Jikalau kita sedikit mencermati sedikit saja, perkataan yang keluar dari lidah para host banyak rangkaian kata yang penuh ambiguitas. Kalimat yang begitu berbahaya menggiring opini publik dan sangat rancu ketika mengawali tayangan kehidupan para seleb.
Ambil kasus saja Nagita Slavina ketika dari melamar, mengandung, melahirkan sampai punya anak pun, televisi penuh semangat mengais remah tamah dari berbagai sumber, kepada keluarga atau sahabat- mereka para seleb.
Dulu, ketika dewan pers menyusun bebarapa rangkaian kata yang berkata, Wartawan Indonesia menghormati privasi narasumber, kecuali jika menyangkut kepentingan publik yang lebih besar.
Perdebatan pelik terjadi, ada dua kutub yang saling berbeda, apa itu privasi? Apa yang dimaksud dari kepentingan publik yang lebih besar?
Forum akhirnya memutuskan bahwa privasi adalah informasi yang menyangkut keluarga dan data diri lain yang menjadi milik seorang.
Sementara, di lain sisi, saat membincang apa itu kepentingan yang lebih besar, kemudian ada silang pendapat yang muncul.
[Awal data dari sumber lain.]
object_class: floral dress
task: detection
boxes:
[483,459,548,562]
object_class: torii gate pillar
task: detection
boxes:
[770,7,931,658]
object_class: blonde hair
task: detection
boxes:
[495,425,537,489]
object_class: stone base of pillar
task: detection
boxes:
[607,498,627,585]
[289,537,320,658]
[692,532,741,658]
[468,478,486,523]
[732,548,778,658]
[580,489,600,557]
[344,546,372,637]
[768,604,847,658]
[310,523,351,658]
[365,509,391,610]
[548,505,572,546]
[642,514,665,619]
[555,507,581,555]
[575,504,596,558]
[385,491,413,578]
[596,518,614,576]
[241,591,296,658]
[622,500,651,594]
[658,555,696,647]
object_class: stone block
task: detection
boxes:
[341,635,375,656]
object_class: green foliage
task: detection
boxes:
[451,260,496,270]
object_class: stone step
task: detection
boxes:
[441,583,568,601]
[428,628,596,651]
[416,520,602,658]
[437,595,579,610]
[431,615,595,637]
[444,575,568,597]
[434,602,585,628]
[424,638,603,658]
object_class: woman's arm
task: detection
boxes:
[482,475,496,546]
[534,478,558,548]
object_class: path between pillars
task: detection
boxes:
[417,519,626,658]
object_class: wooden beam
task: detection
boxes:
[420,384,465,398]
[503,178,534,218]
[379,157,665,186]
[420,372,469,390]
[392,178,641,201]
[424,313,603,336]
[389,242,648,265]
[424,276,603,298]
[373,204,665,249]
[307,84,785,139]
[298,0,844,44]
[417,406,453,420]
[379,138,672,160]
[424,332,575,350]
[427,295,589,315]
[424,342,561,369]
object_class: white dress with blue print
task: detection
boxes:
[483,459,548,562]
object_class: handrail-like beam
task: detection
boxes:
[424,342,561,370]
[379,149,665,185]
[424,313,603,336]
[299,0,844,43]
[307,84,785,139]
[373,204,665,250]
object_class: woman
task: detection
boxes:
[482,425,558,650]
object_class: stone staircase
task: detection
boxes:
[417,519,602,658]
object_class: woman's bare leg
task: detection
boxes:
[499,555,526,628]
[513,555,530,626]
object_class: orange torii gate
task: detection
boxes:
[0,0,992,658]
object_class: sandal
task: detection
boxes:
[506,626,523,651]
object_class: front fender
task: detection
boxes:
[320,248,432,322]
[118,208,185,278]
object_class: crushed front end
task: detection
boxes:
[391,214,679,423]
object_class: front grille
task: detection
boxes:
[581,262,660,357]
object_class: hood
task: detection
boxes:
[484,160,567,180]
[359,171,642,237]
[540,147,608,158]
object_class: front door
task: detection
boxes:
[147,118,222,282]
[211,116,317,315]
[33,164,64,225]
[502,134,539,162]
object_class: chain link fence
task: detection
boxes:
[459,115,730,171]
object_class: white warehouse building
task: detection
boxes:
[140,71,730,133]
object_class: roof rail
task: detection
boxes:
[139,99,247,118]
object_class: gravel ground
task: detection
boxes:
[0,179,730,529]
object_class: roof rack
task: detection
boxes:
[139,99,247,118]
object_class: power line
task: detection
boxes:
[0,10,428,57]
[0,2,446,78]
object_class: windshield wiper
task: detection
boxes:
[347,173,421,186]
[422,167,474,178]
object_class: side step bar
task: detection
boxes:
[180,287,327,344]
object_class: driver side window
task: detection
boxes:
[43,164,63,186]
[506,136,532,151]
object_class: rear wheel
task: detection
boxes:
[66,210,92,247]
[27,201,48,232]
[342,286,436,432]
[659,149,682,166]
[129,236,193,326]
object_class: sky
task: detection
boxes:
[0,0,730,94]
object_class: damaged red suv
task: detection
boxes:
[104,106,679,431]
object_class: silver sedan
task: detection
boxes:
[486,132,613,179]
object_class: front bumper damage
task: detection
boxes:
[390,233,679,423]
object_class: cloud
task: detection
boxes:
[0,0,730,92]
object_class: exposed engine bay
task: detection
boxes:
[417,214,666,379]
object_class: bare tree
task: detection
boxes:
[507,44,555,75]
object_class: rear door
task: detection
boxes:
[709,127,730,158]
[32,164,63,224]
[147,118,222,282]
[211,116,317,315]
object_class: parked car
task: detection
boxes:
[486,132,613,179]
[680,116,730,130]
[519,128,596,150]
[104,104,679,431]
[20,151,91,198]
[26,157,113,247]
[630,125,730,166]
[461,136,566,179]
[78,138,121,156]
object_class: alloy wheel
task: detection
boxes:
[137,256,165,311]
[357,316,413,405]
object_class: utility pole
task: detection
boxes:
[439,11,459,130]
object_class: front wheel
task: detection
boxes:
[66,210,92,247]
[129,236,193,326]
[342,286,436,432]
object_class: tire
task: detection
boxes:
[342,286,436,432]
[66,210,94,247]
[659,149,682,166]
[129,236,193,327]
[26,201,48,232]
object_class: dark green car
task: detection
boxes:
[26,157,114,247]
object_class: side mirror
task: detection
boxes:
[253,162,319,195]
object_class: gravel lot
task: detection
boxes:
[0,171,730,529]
Apakah kehidupan seleb juga termasuk dalam kepentingan publik atau tidak. Bukankah kepentingan publik itu urusannya berkaitan dengan para petinggi pemerintahan. Lalu kenapa seleb harus disamaratakan dengan kriteria dengan para petinggi tersebut.
Pihak yang mendukung bahwa kehidupan seleb menjadi bagian dari kepentingan publik berargumen bukankah mereka menjadi seleb karena publik telah membeli produk yang telah dihasilkan dan dipasarkan.
Sedangkan pihak yang tidak setuju bahwa itu bukan publik, melainkan pasar konsumen, tentu ini berbeda dengan apa yang didefinisikan dari sebuah publik.